OMG – racing is so cool
Even as you’re standing in line for that first race you might still think it’s nuts. Why did you do this? Why did you pay for this? But since you did … just do it and go home! But then something happens you go way faster in the crowd then you do on your own, you pass a few people even and that feels great! At the end you even get a medal and you’re hooked. You go home and register for a ton more races just like that one. Then some longer ones before you know it you’re training for a half marathon and then maybe even a full! Medal storage becomes an issue in your life and what are you ever going to do with all those race shirts? I’m making a quilt to nap under after my races. This is a great stage embrace it and love it!
Getting bored of injured from running
Running is great, really great but it’s still kinda boring. The first time you train to cover a new distance it’s exciting, new. You’re full of doubt and lots of workouts are things you have literally never done before. But the 5th time you train for a half using that proven plan that works for you it does get monotonous, a little boring and well just a little sucky. You do the same distances, the same races over and over and it’s still good but not so great anymore.

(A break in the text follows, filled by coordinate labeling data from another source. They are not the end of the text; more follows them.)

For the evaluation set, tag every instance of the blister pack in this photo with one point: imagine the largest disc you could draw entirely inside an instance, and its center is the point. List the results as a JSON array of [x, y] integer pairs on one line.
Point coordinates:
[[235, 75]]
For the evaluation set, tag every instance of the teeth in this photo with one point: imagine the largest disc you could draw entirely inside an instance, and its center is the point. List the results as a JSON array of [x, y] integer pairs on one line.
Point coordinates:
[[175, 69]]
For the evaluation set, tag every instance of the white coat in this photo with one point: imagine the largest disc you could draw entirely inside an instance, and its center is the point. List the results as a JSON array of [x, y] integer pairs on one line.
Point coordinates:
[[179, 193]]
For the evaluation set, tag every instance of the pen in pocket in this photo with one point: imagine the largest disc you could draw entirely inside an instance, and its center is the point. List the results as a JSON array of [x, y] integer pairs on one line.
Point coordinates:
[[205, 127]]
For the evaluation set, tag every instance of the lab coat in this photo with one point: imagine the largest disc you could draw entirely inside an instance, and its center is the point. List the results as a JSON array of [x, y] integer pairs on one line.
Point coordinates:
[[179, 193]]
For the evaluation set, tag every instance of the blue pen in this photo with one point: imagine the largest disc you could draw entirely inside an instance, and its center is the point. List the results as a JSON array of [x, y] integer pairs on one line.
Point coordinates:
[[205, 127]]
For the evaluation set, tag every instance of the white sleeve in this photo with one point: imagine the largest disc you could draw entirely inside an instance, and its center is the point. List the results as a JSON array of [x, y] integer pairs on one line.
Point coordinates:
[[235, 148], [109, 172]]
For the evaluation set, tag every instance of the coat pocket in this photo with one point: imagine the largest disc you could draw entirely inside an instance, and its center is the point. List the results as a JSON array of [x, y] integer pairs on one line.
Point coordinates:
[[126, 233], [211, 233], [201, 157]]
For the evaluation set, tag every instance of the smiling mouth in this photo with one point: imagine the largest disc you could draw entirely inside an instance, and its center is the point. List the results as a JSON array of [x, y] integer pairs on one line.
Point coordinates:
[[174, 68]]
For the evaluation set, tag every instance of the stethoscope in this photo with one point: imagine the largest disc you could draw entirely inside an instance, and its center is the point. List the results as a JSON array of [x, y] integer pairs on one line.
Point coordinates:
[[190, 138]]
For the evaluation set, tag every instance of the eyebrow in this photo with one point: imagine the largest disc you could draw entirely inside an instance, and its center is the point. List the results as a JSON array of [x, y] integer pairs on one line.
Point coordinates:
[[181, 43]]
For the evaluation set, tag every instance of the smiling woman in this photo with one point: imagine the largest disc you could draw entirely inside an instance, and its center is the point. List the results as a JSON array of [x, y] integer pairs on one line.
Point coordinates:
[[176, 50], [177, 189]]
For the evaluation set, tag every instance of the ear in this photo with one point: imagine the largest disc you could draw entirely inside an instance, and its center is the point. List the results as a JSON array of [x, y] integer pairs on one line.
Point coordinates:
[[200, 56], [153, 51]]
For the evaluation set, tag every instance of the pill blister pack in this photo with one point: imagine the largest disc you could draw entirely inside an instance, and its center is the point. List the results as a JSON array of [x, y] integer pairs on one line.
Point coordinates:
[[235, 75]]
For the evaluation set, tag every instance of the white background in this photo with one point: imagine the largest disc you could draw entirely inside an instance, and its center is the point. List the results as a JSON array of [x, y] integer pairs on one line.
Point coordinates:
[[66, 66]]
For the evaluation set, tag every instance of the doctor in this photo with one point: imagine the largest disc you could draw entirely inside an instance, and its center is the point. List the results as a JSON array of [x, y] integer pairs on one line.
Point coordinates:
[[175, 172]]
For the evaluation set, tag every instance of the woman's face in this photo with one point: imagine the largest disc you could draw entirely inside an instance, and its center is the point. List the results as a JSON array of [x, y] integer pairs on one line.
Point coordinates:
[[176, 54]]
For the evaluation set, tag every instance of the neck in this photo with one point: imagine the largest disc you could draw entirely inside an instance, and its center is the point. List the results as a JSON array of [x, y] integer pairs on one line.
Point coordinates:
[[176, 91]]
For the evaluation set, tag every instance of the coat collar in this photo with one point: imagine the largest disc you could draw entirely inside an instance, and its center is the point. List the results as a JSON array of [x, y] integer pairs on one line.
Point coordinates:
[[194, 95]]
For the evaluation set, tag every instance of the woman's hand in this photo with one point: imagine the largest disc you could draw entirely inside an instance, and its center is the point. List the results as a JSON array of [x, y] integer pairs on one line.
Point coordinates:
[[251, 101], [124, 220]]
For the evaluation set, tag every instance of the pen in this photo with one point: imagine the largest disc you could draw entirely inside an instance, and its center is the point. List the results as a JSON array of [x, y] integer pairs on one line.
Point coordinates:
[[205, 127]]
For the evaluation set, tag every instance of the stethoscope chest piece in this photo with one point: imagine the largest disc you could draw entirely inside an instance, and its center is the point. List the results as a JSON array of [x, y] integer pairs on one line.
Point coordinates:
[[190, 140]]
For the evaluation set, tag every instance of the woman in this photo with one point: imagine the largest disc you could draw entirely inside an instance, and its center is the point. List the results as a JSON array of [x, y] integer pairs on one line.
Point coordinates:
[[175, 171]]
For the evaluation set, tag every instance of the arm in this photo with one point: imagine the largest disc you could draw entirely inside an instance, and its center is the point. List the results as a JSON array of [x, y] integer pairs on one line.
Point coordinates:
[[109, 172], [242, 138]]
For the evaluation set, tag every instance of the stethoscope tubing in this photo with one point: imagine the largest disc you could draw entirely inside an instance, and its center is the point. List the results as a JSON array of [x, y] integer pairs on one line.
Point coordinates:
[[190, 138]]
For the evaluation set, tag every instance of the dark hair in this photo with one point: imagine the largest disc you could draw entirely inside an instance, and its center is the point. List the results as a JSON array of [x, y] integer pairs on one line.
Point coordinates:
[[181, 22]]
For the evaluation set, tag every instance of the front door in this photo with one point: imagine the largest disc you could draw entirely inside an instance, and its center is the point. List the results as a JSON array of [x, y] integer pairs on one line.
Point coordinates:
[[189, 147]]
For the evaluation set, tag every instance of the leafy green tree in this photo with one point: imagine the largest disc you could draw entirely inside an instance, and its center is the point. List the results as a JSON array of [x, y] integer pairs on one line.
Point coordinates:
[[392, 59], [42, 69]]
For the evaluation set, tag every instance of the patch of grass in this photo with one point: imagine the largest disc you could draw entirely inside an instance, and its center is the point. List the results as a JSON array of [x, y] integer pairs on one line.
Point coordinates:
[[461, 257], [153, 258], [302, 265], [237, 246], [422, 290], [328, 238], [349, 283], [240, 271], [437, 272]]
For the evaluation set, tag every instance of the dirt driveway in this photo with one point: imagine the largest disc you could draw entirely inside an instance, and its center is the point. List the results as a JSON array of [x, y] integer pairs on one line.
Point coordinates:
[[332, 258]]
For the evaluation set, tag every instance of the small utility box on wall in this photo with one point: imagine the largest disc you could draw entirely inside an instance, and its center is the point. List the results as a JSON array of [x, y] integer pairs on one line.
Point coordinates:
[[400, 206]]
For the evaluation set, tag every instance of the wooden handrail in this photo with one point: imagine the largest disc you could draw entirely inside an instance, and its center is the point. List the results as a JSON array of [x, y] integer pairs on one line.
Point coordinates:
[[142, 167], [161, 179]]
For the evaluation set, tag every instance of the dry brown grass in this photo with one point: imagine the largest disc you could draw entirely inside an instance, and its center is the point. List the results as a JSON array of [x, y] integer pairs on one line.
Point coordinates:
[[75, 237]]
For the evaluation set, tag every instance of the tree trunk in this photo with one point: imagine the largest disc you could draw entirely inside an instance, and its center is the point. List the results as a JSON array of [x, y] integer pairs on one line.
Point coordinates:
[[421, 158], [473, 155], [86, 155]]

At some point you might even get injured and realize how much that sucks. As you’re upping your distance and spending all that time running overtraining injuries start to happen. Then they happen again, then you get a different one. Getting injured for a recreational racing runner is heartbreaking in a way that is both dramatic and very real for that runner. What usually pushes them into checking out triathlon is one nagging persistent injury that just keeps sidelining you. When that happens you cross to the dark side and start triathloning.
Triathlon is so cool + cross training for running
So now you’re onto sport number two and three but you’re only taking a break from running right? All that forced cross training you’ll be injury free and running marathons again next season right? You dig out your old bike or track one down, practice your swimming or even grab a lesson or two plus this let’s you keep running at least sometimes. In fact all of the things you are doing keep your mind off your injury and it is really getting better. Mixing it up a bit turns out to be lots of run and you start recovering all those seemingly repressed memories of fun bike rides you had as a kid. Plus you get to go shopping for some new kit and who doesn’t like that?
You live through your first race, probably a try-a-tri or a sprint and eventually deal with the fact you didn’t get a medal and it turns out to be pretty cool. It turns out there is a distance ladder to climb up here too. Sprint to olympic, half iron and ironman if you’re a real keener. Pretty soon you’re hardly signing up for road races anymore and it’s all about the tri now.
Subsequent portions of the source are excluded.